L. M. Trafton (U. Texas), S. Miller (UCL), T. R. Geballe (JAC), G. E. Ballester (U. Mich.), J. Tennyson (UCL)

We present further analyses of Uranus' global-scale near-IR H2 and H3+ emissions observed from 1993 to 1995 at the UKIRT and IRTF. Auroral processes apparently play only a secondary role in the excitation. The temperature of these species varies mildly with longitude. It also varies between apparitions, indicating a long-term variation of Uranus' thermospheric structure. For a relatively quiescent period in June 1995, the average H2 rotational temperature was 624 K and the nightly rotational temperature varied with rotational phase over the range, 591-641 K. An auroral component to the emission may have been detected when unusually high H2 rotational temperatures were observed for some rotational phases in 1993 and 1994, and when an unusually high vibrational temperature of H3+ was observed in 1993 while the H2 rotational temperature was also anomalously high. By including the T(P) structure determined by Voyager underneath a thick isothermal layer, it is possible to explain the observed H2 emissions in terms of a population of the rotational and vibrational levels consistent with thermal equilibrium. This is in contrast to Jupiter where the v=1 vibrational level is strongly overpopulated due to the auroral precipitation.
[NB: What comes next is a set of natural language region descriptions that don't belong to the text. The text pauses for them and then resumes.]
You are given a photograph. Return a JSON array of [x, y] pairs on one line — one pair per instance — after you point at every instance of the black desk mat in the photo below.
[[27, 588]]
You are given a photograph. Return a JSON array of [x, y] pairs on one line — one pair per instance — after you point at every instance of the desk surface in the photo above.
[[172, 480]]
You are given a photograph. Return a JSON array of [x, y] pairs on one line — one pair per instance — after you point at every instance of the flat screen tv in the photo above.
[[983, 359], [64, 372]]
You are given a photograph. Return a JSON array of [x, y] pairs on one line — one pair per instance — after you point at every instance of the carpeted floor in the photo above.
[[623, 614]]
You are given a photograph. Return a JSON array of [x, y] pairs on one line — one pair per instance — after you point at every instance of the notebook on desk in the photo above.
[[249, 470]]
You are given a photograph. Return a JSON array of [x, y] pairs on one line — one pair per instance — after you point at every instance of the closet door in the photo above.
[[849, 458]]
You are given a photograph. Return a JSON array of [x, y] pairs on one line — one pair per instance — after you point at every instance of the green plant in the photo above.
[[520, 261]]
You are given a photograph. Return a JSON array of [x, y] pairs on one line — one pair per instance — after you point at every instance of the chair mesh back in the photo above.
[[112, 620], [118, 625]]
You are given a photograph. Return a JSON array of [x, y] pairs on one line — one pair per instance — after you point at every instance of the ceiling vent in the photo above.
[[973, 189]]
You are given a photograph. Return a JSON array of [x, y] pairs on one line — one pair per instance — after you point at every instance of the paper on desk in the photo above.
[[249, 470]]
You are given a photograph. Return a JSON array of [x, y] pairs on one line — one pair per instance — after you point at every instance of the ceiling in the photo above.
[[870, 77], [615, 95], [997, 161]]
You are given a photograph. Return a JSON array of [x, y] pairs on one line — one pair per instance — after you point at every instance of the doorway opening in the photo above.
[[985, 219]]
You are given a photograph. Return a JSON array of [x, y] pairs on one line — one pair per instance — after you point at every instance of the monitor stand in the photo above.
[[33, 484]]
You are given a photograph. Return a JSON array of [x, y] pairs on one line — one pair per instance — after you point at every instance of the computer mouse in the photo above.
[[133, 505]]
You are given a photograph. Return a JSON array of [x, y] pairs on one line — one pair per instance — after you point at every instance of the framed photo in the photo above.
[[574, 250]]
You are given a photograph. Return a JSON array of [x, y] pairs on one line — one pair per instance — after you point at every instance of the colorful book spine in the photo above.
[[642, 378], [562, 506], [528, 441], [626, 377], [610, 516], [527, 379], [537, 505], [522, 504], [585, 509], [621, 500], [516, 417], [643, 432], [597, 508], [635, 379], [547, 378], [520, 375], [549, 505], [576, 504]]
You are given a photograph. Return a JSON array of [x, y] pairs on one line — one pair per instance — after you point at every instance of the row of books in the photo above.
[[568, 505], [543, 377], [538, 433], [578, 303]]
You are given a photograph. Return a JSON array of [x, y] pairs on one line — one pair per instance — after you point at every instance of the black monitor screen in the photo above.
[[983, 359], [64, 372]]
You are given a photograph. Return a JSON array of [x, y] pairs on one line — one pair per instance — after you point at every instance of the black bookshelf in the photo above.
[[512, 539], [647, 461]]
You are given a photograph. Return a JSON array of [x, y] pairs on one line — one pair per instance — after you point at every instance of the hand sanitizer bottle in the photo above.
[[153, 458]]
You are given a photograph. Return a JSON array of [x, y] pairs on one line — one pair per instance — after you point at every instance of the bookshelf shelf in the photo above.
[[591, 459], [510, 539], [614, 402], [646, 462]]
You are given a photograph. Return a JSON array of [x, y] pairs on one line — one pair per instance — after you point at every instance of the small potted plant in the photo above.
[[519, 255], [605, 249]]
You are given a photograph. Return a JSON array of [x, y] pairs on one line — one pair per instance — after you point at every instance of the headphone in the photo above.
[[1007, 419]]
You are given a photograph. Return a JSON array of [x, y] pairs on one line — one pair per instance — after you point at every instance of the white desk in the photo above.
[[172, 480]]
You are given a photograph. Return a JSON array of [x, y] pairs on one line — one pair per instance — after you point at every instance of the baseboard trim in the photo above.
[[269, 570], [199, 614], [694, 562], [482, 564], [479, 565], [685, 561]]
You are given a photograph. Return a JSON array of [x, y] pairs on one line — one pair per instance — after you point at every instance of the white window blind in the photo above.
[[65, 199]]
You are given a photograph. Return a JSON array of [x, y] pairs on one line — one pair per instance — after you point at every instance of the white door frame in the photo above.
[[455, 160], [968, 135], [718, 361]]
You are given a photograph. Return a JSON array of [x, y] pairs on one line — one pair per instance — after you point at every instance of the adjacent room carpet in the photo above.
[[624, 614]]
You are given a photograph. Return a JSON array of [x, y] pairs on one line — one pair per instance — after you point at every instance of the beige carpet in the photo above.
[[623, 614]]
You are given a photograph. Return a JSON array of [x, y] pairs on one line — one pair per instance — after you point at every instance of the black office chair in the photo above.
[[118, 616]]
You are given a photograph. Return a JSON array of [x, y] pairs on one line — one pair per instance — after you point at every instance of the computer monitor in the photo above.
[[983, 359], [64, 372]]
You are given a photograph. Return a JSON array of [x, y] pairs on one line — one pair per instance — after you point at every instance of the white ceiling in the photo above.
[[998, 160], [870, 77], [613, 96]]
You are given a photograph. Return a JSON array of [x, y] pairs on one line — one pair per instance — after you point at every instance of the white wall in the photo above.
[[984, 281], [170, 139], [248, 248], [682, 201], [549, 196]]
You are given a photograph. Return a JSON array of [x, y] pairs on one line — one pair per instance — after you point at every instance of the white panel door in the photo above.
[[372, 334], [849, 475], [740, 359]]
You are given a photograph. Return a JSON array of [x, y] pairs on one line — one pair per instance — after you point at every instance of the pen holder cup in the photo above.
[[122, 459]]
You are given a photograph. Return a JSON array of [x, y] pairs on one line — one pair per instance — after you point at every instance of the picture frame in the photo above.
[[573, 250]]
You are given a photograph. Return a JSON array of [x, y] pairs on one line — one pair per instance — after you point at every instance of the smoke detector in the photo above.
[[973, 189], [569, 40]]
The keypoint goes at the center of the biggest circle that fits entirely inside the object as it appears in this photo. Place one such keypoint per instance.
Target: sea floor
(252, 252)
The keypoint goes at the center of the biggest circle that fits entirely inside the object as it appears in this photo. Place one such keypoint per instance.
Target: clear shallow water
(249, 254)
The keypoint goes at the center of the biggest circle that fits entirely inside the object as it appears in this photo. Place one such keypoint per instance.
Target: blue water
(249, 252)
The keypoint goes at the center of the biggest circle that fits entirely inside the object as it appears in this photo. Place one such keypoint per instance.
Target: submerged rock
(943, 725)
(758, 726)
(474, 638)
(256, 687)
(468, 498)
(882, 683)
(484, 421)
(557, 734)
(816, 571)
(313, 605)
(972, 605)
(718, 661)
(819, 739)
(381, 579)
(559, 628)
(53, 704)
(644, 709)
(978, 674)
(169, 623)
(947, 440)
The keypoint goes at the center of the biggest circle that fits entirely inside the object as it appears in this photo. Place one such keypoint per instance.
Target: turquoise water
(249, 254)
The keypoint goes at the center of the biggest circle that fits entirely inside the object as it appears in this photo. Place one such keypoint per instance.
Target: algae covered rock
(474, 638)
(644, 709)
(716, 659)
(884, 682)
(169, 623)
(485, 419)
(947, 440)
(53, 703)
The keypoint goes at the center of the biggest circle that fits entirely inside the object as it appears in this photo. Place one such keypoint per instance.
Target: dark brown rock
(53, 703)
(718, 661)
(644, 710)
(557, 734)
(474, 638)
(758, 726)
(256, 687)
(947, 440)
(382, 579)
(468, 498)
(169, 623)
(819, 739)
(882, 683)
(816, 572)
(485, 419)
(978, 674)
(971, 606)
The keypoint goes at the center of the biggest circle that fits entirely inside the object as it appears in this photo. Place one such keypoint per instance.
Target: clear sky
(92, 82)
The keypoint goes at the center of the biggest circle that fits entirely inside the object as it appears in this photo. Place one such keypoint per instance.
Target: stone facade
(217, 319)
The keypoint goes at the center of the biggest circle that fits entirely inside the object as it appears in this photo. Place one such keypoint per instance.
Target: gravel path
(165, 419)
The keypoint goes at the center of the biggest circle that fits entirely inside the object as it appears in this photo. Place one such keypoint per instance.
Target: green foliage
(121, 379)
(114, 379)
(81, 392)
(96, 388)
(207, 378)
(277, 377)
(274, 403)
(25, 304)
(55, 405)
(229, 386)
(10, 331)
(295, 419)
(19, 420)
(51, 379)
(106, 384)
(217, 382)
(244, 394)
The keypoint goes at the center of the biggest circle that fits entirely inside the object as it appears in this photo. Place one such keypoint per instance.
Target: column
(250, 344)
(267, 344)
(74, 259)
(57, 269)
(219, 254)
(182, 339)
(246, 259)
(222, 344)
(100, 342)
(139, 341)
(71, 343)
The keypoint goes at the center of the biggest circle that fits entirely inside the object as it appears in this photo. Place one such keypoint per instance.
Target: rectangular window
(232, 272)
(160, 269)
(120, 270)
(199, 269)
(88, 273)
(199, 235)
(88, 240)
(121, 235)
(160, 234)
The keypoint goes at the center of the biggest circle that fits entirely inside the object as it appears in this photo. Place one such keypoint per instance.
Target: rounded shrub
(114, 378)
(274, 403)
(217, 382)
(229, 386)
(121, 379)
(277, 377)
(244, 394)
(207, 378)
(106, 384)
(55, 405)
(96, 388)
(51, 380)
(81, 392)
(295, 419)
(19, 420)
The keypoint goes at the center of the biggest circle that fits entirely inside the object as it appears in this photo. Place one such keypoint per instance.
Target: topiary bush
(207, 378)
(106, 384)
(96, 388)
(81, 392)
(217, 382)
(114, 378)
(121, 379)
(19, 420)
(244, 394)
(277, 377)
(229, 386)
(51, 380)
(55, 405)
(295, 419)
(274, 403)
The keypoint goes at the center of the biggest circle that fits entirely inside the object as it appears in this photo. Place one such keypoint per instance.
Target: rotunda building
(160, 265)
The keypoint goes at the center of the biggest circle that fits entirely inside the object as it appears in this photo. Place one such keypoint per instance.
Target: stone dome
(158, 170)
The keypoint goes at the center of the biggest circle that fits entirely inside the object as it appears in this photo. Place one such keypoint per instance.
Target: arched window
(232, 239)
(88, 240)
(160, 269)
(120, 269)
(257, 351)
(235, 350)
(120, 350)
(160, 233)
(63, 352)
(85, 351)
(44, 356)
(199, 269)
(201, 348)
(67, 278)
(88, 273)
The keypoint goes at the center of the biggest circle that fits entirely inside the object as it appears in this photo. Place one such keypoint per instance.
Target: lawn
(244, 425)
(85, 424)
However, H3+ appears to deviate from thermal equilibrium. Unlike the case for Jupiter, Uranus' global H3+ emission exhibits a vibrational temperature noticeably cooler than the rotational temperature, indicating a significant underpopulation in the v=2 vibrational state relative to the v=1 state. This appears to result from the low ambient ionospheric densities (<1012 cm-3, and associated low collisional excitation rates. The emission from H2 increases sharply towards the polar limbs and extends ~10% beyond them. This is consistent with high-altitude emission from a thick, vertically inhomogeneous shell spanning the ionosphere and thermosphere above the homopause. The fundamental-band H3+ emission has a pronounced concentration towards the subsolar point of the planet. This suggests that H3+ is excited primarily by the Sun; e.g., through ionization of H2 by EUV penetrating the H corona to form H2+ which then reacts exothermally with H2 to form excited H3+.